According to Nielsen’s retail sales forecast for 2014, total retail dollar sales will increase by 1.8 percent and total units will decrease by .02 percent. What these numbers show is that while things are improving, there is still a level of pragmatism going on, said James Russo, senior vice president, consumer insights at Nielsen.

He explained that although the economy is improving, consumers are not changing their spending behaviors. Plus, the on-the-go revolution is creating an elusive consumer, he noted. For example, 67 percent of households own a smartphone -- not just a cell phone -- and even cars are being designed to become the next smartphone.

"All this change is creating a seemingly elusive, but engaged consumer," Russo noted.

For companies to find growth in this challenging environment, the Nielsen exec said they should focus on the top 10 trends of 2014:

  • Faster, fresher, better. Consumers are looking for better-for-you products and services. The industry has made strides in this department, but still has far to go.
     
  • Wellness required. The No. 2 global trend, behind the economy, is health. Don't get caught with a health and wellness void.
     
  • What's in it for me? Consumers will pay a premium for innovative products. It's not just a price game. Retailers and CPG companies should give consumers a reason to spend more and they will.
     
  • The Great(er) Divide.
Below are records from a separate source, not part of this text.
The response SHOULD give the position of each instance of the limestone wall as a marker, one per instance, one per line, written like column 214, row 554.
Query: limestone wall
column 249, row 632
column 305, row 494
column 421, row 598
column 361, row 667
Nearly 50 percent of consumers say they are livingly comfortably and spending freely vs. 52 percent who say they are only affording the basics -- though the basics are subjective.
     
  • Shopping less, engaging more. Shopping trips have declined post-recession, partly due to lifestyle and partly due to increased use of technology. Each in-store transaction and interaction therefore becomes increasingly more important.
     
  • More choices, more chances to get lost. Consumers used to face simple decisions in the store, but no more. Break through the clutter by keeping up with and staying ahead of consumers.
     
  • Less loyalty, but more opportunity. The average loyalty is 22 percent for retailers and 29 percent for brands. That leaves a 78-percent and 71-percent opportunity, respectively.
     
  • Innovation. It is not just about understanding what makes new product launches and reinvented mature product launches successful, but also utilizing new ways to measure what matters.
     
  • Make a big impact with minimal content. One of the most retweeted messages during Super Bowl XLVII last year was a seven-word tweet from Oreo: "You can still dunk in the dark." The tweet came after the lights went out during the National Football League faceoff at the Superdome in New Orleans.

"There are more opportunities than challenges and those opportunities are rooted in the consumer condition," Russo said, adding that capturing the elusive consumer will be won by those companies who focus on the consumer. "Find your consumer and know them better than they know themselves."